Él, mientras tanto, escribía. París fue fundamental, como lo ha sido para otros importantes escritores como García Márquez o Julio Cortázar, pero en su tiempo, la modernidad se gestaba allí, con otros personajes que escribían en otras lenguas, que también se la jugaban distinto. El profesor Llopesa señala dos principios que llamaron la atención del poeta, por un lado, la prosa del relato corto, breve y rítmica, que seguía la música de Wagner, de moda en Europa por esos días y, por el otro, la poesía “de tendencia prosaica seguía los preceptos de la música en busca del verso libre”. Entonces hay una primera ruptura con su poeta favorito, Víctor Hugo. Allá encontró los modelos. 
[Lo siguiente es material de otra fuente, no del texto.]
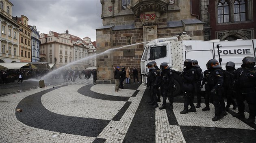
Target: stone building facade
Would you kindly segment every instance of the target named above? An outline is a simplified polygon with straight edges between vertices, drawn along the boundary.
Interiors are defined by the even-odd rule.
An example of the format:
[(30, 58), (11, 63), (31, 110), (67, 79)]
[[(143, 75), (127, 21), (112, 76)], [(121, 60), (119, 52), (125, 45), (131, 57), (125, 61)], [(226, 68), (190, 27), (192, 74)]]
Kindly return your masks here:
[(203, 40), (204, 23), (192, 13), (191, 2), (101, 0), (103, 26), (96, 29), (97, 52), (105, 53), (97, 56), (97, 82), (113, 83), (113, 67), (117, 66), (135, 66), (139, 72), (147, 42), (184, 31), (193, 39)]
[(13, 6), (8, 0), (0, 0), (0, 63), (20, 61), (20, 25), (13, 19)]

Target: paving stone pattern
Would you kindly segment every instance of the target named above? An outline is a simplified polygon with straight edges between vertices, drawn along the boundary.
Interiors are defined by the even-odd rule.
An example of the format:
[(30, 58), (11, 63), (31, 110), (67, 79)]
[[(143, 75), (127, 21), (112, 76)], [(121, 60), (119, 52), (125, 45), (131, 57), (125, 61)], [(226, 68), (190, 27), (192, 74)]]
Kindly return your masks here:
[[(180, 114), (183, 98), (174, 109), (152, 108), (145, 86), (92, 84), (92, 80), (64, 83), (0, 97), (0, 142), (255, 142), (255, 124), (232, 115), (211, 120), (214, 107)], [(161, 98), (162, 101), (162, 99)], [(161, 102), (158, 103), (159, 106)], [(230, 107), (232, 109), (232, 107)], [(17, 108), (23, 111), (16, 111)], [(245, 112), (248, 118), (249, 114)]]

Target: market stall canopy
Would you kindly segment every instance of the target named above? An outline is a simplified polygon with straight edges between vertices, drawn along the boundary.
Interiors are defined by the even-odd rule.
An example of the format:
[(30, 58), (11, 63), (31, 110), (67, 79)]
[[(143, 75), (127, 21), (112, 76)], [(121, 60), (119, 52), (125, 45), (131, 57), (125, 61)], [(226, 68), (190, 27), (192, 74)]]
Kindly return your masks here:
[(96, 67), (89, 67), (85, 69), (97, 69)]
[[(0, 63), (0, 68), (2, 69), (2, 67), (4, 67), (2, 69), (18, 69), (22, 68), (26, 68), (26, 67), (28, 67), (30, 63)], [(35, 67), (33, 64), (31, 64), (31, 68), (32, 69), (37, 69), (37, 67)]]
Porque Rubén Darío, por supuesto, tuvo sus referentes. Víctor Hugo fue el primero, del que se quedó con la música. También Théophile Gautier, del que llegó el ritmo. Los músicos fueron fundamentales: Chopan, Schubert, Liszt y, siempre presente en su obra, Wagner. 

La música y el arte hicieron parte de él. Aprendió a tocar el acordeón de manera autodidacta. También el piano, señalan algunos, y desde pequeño descubrió su talento para el canto. No se quedó, sin embargo, en la música, a pesar de su talento natural y de la presencia en sus trabajos literarios. Al final de su vida escribió la novela El oro de Mallorca, que tiene como protagonista a un músico, con una vida muy parecida a la suya. Lo más importante fue su relación con ella como inspiración y materia prima. En un ensayo suyo, Los raros, en el que defiende el verso libre y la experimentación, explicó que “la poética nuestra, por otra parte, se basa en la melodía; el capricho rítmico es personal. El verso francés, hoy adaptado por los modernos a todos los idiomas e iniciado por Whitman, principalmente, está sujeto a la melodía”. 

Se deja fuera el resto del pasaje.